So, Secure Boot for Windows is basically a mode of running your system that cryptographically links your Windows OS to the BIOS/UEFI… and the way that this works is almost always incompatible with a dual boot setup that includes Linux… maybe unless you have literally physically distinct harddrives/ssds/microsd/usb drives that each OS lives on?
The Steam Deck does not officially support Windows Secure boot.
Because…
Basically, Secure Boot means that … no other OS is allowed to boot.
That’s what ‘Secure’ means, to Windows/MSFT.
There are basically workaround hacks to attempt to get Win 10 Secure Boot working on a Deck, but they are not official, unsupported, could break at any time with any Windows update.
…
So yeah, you cannot do a Win 10 + Linux dual boot where that Win 10 boot is also ‘Secure’, at the same time.
If you start with a dual boot config, and then manage to enable secure boot for Win 10… chances are very high that Win 10 will then reconfigure your boot config to disable dual boot, it’ll wipe out GRUB, and now your linux stuff … is still there, but you can’t access it.
…
This isn’t really a direct answer to your question, but MSFT and … more or less, everything it touches, hardware, software… have been making it harder and harder to successfully dual boot Windows and Linux for over a decade now.
If you or others in this thread somehow can figure this out, in a reliably stable way, well, that’s honestly impressive…
But imo, it isn’t worth the effort.
Any game update, or Windows update, or Mobo firmware level BIOS/UEFI update… could blow up your entire solution, because your entire solution basically by definition is actually going to be a hacky workaround that tricks Win 10 into thinking it is Secure Boot mode, when it actually isn’t.
MSFT really, really wants you to use its virtualized version of linux (WSL), or run a linux VM, but keep everything on bare metal Windows.
…
All that being said:
github.com/ryanrudolfoba/SecureBootForSteamDeck
You may or may not be able to get this to work, but absolutely back up your entire linux system and every personal document and file and program on it, back it up to another physical drive of some kind before you do it, as you should expect more or less catastrophic failure if anything goes wrong, like fucking up a ROM flash of a smartphone.
Kazumara@discuss.tchncs.de 2 days ago
Of course it has Secure Boot, that’s a required part of the UEFI spec. “Windows Secure Boot” is not a thing.
No it means only EFI files that are signed with a known key are loaded.
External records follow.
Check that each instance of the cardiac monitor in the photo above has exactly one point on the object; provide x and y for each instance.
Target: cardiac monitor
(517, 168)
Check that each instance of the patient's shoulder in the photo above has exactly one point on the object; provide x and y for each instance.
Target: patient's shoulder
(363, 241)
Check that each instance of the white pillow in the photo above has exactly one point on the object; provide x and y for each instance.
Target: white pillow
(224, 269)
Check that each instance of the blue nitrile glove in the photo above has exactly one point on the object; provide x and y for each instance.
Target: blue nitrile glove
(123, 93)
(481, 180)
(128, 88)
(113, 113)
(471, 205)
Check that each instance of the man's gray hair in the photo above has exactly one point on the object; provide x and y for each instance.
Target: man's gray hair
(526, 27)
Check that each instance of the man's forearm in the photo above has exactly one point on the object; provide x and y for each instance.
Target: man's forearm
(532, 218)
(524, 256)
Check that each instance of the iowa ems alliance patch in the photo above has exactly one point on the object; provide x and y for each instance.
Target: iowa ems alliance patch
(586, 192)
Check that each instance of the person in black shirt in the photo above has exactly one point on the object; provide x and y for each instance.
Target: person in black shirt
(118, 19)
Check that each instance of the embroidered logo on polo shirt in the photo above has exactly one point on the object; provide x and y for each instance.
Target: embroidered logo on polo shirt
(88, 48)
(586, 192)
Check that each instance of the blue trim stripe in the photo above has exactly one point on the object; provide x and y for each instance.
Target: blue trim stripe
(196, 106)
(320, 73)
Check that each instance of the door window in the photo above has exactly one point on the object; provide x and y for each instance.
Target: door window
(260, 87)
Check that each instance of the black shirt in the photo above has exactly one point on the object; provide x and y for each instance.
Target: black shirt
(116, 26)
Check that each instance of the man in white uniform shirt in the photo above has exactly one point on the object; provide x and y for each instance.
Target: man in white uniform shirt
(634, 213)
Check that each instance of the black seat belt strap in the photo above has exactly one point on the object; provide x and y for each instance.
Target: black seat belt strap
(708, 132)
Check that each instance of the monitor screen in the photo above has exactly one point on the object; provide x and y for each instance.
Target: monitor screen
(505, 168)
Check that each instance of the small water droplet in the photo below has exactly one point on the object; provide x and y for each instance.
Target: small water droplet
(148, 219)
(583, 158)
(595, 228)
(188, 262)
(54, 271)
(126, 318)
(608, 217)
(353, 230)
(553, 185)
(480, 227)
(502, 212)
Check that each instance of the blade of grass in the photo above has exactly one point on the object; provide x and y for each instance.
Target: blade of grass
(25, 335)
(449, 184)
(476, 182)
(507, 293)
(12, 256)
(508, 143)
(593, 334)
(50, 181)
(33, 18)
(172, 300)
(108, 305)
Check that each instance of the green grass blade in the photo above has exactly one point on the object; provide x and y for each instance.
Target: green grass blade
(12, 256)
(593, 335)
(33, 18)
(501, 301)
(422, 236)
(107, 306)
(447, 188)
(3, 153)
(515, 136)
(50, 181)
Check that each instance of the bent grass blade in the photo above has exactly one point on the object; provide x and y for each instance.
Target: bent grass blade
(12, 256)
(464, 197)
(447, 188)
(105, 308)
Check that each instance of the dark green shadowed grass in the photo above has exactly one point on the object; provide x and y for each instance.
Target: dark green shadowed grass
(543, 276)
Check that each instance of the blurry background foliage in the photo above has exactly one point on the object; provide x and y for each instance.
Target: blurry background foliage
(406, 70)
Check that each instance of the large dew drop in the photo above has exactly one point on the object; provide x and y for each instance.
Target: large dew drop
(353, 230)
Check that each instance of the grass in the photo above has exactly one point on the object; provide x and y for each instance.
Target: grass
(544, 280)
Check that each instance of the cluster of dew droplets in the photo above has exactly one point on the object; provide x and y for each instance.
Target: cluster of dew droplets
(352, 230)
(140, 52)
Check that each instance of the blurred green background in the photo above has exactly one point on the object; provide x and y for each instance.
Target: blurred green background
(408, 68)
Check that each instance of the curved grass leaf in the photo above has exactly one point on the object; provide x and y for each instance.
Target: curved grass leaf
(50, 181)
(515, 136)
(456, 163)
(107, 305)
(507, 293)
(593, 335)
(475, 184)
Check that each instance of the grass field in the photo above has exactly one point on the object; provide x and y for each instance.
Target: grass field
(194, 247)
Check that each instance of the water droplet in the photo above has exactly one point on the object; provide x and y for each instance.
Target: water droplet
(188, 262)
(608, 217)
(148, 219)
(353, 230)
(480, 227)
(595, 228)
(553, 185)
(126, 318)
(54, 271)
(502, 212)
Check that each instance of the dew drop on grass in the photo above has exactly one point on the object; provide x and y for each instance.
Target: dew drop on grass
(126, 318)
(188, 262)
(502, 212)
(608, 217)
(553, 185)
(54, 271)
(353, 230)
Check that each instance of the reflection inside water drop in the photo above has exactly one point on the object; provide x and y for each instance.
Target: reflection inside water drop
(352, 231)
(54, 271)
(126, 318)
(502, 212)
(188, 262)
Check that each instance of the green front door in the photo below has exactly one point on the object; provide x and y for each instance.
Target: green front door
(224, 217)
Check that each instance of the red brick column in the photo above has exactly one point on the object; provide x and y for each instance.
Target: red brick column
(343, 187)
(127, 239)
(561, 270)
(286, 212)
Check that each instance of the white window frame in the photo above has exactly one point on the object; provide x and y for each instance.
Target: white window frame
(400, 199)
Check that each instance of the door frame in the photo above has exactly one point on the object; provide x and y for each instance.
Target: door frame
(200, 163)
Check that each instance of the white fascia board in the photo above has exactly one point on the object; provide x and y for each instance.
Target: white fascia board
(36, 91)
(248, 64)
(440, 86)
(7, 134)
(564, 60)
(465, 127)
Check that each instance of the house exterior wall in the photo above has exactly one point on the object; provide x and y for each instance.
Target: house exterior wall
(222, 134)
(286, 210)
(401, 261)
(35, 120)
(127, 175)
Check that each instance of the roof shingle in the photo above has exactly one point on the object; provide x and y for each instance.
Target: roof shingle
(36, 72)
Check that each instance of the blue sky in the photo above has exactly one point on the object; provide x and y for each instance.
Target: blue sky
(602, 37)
I use secure boot to load my signed GRUB.
What the Steam Deck doesn’t have is the Microsoft signing keys pre-installed in its factory state. If you buy other computers or bare mainboards they usually have this.
sp3ctr4l@lemmy.dbzer0.com 2 days ago
Part 1:
Yep. The Deck and SteamOS have Secure Boot.
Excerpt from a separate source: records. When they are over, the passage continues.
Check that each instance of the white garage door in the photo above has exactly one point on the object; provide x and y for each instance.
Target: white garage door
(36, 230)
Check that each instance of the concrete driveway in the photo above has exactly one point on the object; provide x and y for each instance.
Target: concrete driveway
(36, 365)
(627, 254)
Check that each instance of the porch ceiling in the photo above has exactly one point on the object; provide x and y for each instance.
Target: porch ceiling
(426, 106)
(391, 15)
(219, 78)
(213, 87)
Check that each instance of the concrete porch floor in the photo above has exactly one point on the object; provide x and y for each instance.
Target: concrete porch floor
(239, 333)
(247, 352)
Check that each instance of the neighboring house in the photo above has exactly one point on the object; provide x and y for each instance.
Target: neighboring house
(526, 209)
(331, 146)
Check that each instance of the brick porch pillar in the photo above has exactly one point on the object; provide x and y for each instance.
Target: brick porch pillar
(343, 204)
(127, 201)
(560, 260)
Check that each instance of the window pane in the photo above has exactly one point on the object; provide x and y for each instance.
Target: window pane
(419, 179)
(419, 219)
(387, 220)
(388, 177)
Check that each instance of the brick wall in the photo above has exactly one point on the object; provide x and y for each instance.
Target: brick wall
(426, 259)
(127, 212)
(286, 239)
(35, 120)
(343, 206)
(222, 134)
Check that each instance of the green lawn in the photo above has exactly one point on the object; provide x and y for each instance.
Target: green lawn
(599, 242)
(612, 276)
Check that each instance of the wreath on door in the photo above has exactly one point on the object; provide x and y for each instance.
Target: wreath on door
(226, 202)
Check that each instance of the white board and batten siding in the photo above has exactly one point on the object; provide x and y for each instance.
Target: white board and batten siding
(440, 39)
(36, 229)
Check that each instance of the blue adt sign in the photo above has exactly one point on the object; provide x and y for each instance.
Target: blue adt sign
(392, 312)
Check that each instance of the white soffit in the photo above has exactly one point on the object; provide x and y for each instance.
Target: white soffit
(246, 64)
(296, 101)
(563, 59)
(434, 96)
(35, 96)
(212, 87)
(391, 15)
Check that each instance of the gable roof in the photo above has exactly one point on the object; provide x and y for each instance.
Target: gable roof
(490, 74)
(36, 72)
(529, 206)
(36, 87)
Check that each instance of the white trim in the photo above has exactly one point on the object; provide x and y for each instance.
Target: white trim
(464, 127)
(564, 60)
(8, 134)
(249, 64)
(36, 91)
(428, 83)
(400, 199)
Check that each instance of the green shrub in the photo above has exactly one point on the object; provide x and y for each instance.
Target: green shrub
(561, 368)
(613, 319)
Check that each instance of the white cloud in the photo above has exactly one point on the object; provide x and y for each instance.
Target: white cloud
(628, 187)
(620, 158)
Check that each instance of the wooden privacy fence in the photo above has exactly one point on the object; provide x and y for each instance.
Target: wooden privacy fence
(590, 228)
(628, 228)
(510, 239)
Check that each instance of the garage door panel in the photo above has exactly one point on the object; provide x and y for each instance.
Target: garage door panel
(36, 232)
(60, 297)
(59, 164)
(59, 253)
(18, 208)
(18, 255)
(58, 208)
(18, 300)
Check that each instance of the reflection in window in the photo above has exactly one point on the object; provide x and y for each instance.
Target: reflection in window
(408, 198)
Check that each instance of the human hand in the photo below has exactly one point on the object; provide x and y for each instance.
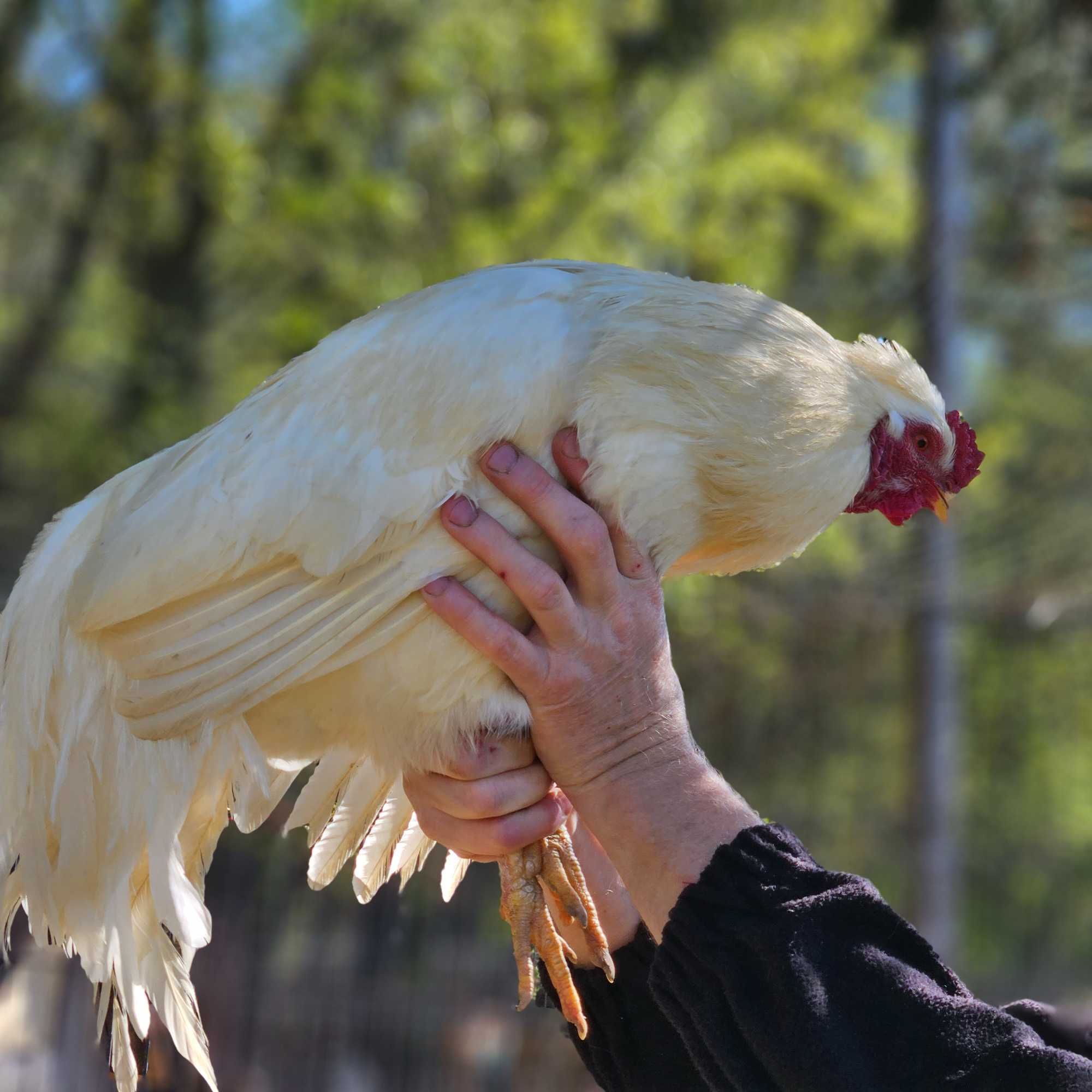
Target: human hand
(609, 720)
(494, 799)
(597, 669)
I never said they did not.
I said:
Not sure if you struggle with reading comprehension in English, but when you read all of this, together, it is obvious that I am saying that the Windows specific implenentation of Secure Boot is exclusionary, only works with Windows.
This is true, by default, unless you do a bunch of other extra work, which is easy to fuck up and likely to fail at some future point, because the way Windows ‘does’ Secure Boot is very different from how basically every other OS does, and will constantly change in subtle and esoteric ways that often result in a user being unable to access any other OS than Windows.
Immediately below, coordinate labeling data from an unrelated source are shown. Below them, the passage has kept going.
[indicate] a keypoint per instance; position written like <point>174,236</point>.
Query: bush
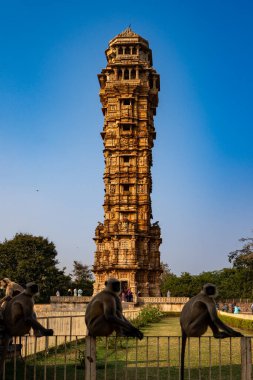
<point>148,314</point>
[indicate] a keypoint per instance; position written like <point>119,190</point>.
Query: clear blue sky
<point>51,119</point>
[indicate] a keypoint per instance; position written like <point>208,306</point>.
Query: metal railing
<point>79,357</point>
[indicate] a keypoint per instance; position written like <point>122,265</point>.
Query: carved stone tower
<point>127,244</point>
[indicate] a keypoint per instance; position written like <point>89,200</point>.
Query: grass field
<point>155,357</point>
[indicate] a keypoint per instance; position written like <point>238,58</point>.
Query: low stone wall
<point>78,304</point>
<point>238,316</point>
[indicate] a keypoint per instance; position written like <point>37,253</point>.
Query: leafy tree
<point>82,277</point>
<point>243,258</point>
<point>28,258</point>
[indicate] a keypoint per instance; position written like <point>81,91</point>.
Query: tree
<point>28,258</point>
<point>82,277</point>
<point>243,258</point>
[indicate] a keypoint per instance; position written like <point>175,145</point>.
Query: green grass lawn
<point>156,356</point>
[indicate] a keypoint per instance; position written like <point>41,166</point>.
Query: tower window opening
<point>126,188</point>
<point>126,159</point>
<point>133,74</point>
<point>126,127</point>
<point>126,74</point>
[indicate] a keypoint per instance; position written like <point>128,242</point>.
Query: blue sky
<point>51,119</point>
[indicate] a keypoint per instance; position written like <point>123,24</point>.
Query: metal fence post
<point>246,360</point>
<point>90,358</point>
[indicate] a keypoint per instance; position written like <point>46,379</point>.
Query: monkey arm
<point>3,299</point>
<point>113,315</point>
<point>218,324</point>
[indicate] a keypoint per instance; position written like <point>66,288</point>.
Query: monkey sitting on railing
<point>198,314</point>
<point>104,313</point>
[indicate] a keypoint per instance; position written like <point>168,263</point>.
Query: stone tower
<point>127,244</point>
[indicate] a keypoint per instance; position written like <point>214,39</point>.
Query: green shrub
<point>148,314</point>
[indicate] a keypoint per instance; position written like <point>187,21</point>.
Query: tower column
<point>127,243</point>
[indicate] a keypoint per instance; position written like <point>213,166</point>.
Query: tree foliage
<point>243,258</point>
<point>236,282</point>
<point>28,258</point>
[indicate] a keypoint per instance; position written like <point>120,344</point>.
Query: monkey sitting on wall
<point>19,316</point>
<point>104,313</point>
<point>198,314</point>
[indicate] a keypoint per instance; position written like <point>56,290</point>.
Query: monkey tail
<point>184,338</point>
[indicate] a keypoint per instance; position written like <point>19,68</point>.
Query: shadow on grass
<point>118,370</point>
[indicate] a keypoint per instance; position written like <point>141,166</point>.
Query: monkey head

Windows Secure Boot is thus functionally a distinct thing, even if Windows/MSFT act otherwise and insist on confusing and obfuscatory terminology… which they have a long track record of doing with basically all of their software and related nomenclature, for decades.
Part 2:
Yep, which is why I described that in layman’s terms by saying:
Yep, you can do some extra bullshit, and it might work for a while, untill a new Windows update of some kind rewrites your UEFI config, requires some new arcane dependency setting or config of some kind, which then will lock out your non Windows OS.
Yep, other Mobos often come with everything preconfigured for Windows and their specific implenentation of Secure Boot.
The Steam Deck doesn’t, and that is what we are talking about.
Also, its entirely possible and even common for dual boot and linux users to either intentionally or unintentionally wipe out those Windows EFI files, alter the crypotgraphic signing process in some other way, and then you run into this same problem on other Mobos.